Rob Hodgkinson, investment director at Beringea, explores the future of the ‘freelance economy’ within the financial services industry.
From TaskRabbit to Deliveroo and Uber to Helpling, on-demand startups are growing at a startling rate powered by major injections of venture capital.
From finding jobs to fitting paid work around unpaid pursuits, much has been said of the possible change we will likely see in upcoming years.
In June 2015, a McKinsey and Company report called ‘Connecting talent with opportunity in the digital age’ provided an in-depth analysis of the future of the so-called ‘freelance economy’.
The report suggested that by 2025, as many as 60 million people globally would be able to find work that more closely suits their skills or preferences, while an additional 50 million could shift from informal to formal employment as a freelancer.
However, this growing business model does not come without its own challenges, particularly relating to financial services.
Indeed, incumbent financial institutions fail non-traditional customers, especially contract workers, freelancers and entrepreneurs.
Welcome to the mainstream
Shifting economic conditions, the downsizing of corporates, employee dissatisfaction as well as the appeal of having greater control over your career are all well-documented reasons for this huge growth in entrepreneurship and freelance working.
This has been powered by Internet technologies, which have changed the way we think about work, life, leisure and business.
Not only do app and cloud-based communication allow entrepreneurs to run their business from their phones; workers can talk with each other from virtually anywhere and there are now many platforms designed to match companies with talented workers.
In the final quarter of 2015, the UK saw the number of self employed people rise by 30,000, meaning 14% of the workforce is now a freelancer.
This pattern can be seen across industries and age groups – in the UK since 2008, there has been a 46.5% increase in freelancers over the age of 50. The ONS estimates that 732,000 of the new 1.1m workers in the UK since 2008 are self-employed. This is mirrored in the US, where 35% of workers engage in freelance activity, forecast to grow to 50% by 2020.
It might be tempting to consider freelancing as just a trend for millennials, but it is in fact a way of life infiltrating across generations – one that will have a profound effect on workers’ rights, pay and benefits.
Balancing work and benefits
On the surface, freelance life can be attractive: work can be done from a sun lounger next to a pool and if the lack of human contact becomes too much to bear then coworking spaces can offer that sense of community and more: many even offer additional support such as human resources, accountancy and web consultancy.
In reality, most freelancers – and startup entrepreneurs for that matter – wear a variety of business hats, juggling their assignments with office admin, chasing up outstanding invoices and keeping their accounts up to date.
These are often taken for granted when working as a permanent employee. Permanent employees have their employment rights protected by law and if they work for established organisations often benefit from workplace pensions, childcare vouchers, private health insurance and other perks.

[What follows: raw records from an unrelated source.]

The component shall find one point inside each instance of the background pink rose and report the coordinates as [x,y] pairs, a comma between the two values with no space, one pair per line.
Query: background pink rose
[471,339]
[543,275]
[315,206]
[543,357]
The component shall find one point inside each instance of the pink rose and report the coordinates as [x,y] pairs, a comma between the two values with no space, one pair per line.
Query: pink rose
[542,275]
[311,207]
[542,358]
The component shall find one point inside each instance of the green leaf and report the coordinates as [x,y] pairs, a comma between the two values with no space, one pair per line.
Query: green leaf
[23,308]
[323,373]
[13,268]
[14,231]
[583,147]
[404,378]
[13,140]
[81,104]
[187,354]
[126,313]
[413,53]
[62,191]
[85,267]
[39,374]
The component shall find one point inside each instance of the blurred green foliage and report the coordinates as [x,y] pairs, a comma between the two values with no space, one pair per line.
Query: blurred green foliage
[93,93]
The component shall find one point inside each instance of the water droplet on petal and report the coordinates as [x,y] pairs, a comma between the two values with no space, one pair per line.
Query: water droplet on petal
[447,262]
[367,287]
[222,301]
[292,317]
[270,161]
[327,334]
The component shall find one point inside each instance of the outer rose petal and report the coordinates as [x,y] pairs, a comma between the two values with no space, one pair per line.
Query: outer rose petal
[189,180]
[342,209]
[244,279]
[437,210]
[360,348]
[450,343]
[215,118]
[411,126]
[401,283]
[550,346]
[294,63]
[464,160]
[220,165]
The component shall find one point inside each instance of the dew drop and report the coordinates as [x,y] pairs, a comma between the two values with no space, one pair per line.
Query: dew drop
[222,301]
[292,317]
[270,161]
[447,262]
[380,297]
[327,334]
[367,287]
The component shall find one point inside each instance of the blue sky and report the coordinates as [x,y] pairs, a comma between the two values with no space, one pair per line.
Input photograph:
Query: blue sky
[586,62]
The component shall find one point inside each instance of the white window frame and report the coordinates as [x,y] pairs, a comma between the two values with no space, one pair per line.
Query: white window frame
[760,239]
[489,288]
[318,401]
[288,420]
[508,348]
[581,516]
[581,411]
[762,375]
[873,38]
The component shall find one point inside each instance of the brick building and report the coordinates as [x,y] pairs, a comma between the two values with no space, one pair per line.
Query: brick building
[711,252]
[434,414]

While startups may offer different employee benefits such as a great location, exciting work practices, and the opportunity to be closely involved in building something from scratch, the entrepreneurs and freelancers behind it can find often themselves exposed financially.
In a world in which 50% of the workforce could one day be freelance, we need to look at services aimed at these workers. Mortgage amounts and approvals, loans and credit card allowances, pensions and even bank accounts are decided on after a regular annual income is proven via payslips.
Salaries fluctuate and more often than not freelancers pay themselves minimum PAYE income to minimise their tax burden, while it’s common for entrepreneurs to forego a salary altogether – certainly at the start of their journey.
Freelancers have long complained about their disadvantaged position when it comes to obtaining a mortgage, renting a home or taking out a loan. We are now also seeing issues arising around personal and business insurance for sharing economy workers in particular.
The future economy is increasingly focused on flexible opportunities – whereby businesses benefit from only paying for labour when they need it, and in which individuals can fit work in around their needs and other commitments. Yet, this increased need for convenience needs to be balanced with a level financial playing field for entrepreneurs, freelancers and permanent staff alike.
The financial services industry has been slow to adapt to workers’ changing needs. They will need to sit up and pay attention – to produce a wide range of products that suit non-traditional workers personally and professionally.